Sözlerini söylemenin ardından hem Paschar hem de Lavnivia bir süre sana bakıyor ve ardından kafalarını olumlu anlama gelecek şekilde hafifçe sallamakla yetiniyorlar. Ancak bir anda Baglis’in derin bir nefes alış sesi tüm bakışların ona çevrilmesine neden olurken, Baglis sağ elinin arkasıyla ağzını sildikten sonra “İçimizdeki kötülüklerden kurtulduğumuza göre, yolumuza bakalım!” diyor kararlı gözlerle. Baglis’in gözlerindeki ışığın geri gelmiş olduğunu görmek, Paschar ve Lavnivia’da hafif bir tebessüme neden olurken, sanki Baglis’i bu hale getirenin kendin olduğunmuş hissine kapılmadan edemiyorsun. Baglis ile aranda senin bu ana kadar fark edemediğin veya fark etsen bile önemsemediğin bir rekabetin ortaya çıkmış olduğunu, yine Baglis’in parıldayan gözlerinden fark ediyorsun. Senin dirayetine karşılık düştüğü durumdan sıyrılmak için birkaç kez daha derin nefes alıp veren Baglis’in seninle göz teması kurmaktan kaçınması, kafandan geçen tüm bu düşüncelerin doğru olduğunu söylüyor gibi duruyor.
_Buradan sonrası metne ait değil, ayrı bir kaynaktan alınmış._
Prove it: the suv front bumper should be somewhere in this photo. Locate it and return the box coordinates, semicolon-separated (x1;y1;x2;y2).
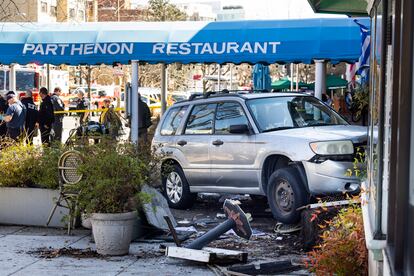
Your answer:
302;160;361;195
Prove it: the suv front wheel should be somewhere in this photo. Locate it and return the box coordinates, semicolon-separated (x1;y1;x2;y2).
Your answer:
267;167;309;224
162;165;197;209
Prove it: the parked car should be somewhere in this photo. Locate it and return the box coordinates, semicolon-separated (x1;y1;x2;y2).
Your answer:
153;93;367;223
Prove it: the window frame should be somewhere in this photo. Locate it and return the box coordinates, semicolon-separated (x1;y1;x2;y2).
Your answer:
160;105;190;137
181;101;218;136
213;100;252;135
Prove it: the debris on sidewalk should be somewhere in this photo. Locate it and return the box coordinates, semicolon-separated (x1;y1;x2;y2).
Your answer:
227;261;302;275
142;185;177;231
166;199;252;263
26;247;101;259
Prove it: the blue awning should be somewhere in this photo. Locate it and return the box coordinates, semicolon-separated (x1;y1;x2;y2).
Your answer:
0;18;369;65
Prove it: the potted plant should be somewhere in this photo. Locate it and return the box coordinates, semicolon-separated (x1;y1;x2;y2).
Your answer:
77;140;148;255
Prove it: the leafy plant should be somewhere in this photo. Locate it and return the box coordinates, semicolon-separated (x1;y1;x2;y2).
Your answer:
76;140;149;214
0;140;41;187
306;204;368;275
Mazuin hariç gruptaki herkesin ilerleme kararı almasının ardından, Paschar önderliğinde tepenin aşağısına doğru yavaşça inmeye başlıyorsun. Eğimden dolayı attığınız adımları olabildiğince temkinli bir şekilde atıyor, ancak bir yandan da gözleriniz sürekli etrafınızı kolaçan ediyor. Ne var ki, katliam bölgesine yaklaştıkça artan koku ve netleşen görüntüler, duyularınızın körleşmeye başlamasına neden oluyor. Tüm bunlar yetmez gibi, içinize çektiğiniz havanın ağzınıza dolan tadına engel olamamak, grup içinde belli belirsiz rahatsızlık tepkilerine neden oluyor. Lavnivia’nın ekşiyen yüzü, Paschar’ın kasılan boyun kasları ve Baglis’in midesinde tuttuğu eli, bu koku ve görüntülerden herkesin nasibini aldığını gösteriyor. Esasen senin durumun da bundan çok farklı olmuyor ve kendini kasmasan anında tüm midendekileri bir seferde çıkarabilecek gibi hissediyorsun.
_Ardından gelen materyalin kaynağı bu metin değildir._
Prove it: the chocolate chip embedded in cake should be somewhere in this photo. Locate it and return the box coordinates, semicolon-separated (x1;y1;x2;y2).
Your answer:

Adımlarınız sonunda düz zemine indiğinde ise, vahşetin boyutu artık gözlerinizde çok daha derin bir şekilde beliriyor. İlerleyeceğiniz yolun bulandığı kanın yer yer bıraktığı yoğun kabarcıklar ve pıhtılaşmalar ile parçalanmış uzuvların yaydığı ölüm hissi tokat gibi yüzünüze çarpıyor. Ne olup bittiği ile ilgili bir fikriniz olmasa bile, burada yaşanan vahşetin her bir anının kanla yazıldığını ve bunu yapan hangi iblislerse yaptıkları bu işten zevk almış olduklarını hissedebiliyorsun. Tüm bu hisler ise, uzuvların arasında atacağınız ilk adımın hiç atılamamasına neden oluyor. Belki içinizden biri cesaret edebilse gerisi de gelecek olsa bile, o anda bu katliam çukuruna düştüğünüz anda, kendinizi faili meçhul bir maktul olarak bulacağınızı hissediyorsunuz.
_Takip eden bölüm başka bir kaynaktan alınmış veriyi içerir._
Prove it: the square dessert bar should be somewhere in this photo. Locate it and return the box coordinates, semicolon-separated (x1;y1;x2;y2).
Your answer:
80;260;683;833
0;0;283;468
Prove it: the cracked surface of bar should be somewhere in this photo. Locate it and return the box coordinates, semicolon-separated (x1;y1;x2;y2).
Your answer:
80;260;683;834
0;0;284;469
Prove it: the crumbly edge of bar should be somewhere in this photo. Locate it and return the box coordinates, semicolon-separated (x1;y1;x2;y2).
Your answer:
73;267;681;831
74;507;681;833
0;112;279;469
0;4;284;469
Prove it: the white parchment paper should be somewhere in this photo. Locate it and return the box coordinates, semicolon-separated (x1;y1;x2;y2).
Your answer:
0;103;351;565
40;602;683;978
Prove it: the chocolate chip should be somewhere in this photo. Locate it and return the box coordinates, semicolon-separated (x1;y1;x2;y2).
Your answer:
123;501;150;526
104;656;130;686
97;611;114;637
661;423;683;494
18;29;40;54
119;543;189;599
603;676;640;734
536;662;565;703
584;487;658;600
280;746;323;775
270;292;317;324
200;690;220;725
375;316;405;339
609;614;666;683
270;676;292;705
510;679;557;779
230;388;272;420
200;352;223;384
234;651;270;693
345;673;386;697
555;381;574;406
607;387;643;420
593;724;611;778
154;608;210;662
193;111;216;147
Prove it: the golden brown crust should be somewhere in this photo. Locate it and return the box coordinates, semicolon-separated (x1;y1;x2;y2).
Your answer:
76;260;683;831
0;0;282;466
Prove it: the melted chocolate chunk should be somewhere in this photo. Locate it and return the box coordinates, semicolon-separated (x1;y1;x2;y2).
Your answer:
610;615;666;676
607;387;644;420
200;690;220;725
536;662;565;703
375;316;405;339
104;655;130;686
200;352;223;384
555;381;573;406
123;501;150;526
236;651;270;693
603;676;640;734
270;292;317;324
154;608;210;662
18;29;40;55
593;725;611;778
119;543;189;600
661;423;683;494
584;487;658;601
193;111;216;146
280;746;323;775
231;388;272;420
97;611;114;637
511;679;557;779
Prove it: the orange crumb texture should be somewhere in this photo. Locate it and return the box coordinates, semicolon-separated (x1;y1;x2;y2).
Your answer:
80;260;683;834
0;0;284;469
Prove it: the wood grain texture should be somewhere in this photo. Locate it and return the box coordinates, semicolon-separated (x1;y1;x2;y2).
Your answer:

Gruptaki herkesin yüzüne çöken donukluk ve stres, bu sefer ilginç bir şekilde hiç beklenmeyen bir şekilde son buluyor ve hemen yanında duran Baglis daha fazla beklemek istemez gibi katliam alanına ilk adımı atıyor. Önündeki uzuv yığınına basmamak için adımını dikkatli bir şekilde olduğundan büyük atarak ilerlemeye başlayan Baglis, bir anda üzerinizdeki kasveti kaldırıyor ve Paschar ile Lavnivia da adımlarını atarak tekrar birlikte ilerlemeye başlıyorsunuz. Kafanı çevirdiğin her bir alanda gördüklerin sadece iç burkan ve mide bulantısı uyandıran görüntülerden ibaret oluyor. Fakat tüm bu hislerin, aslında hafif bir esintiden ibaret olduğunu, birkaç saniye içinde anlıyorsunuz…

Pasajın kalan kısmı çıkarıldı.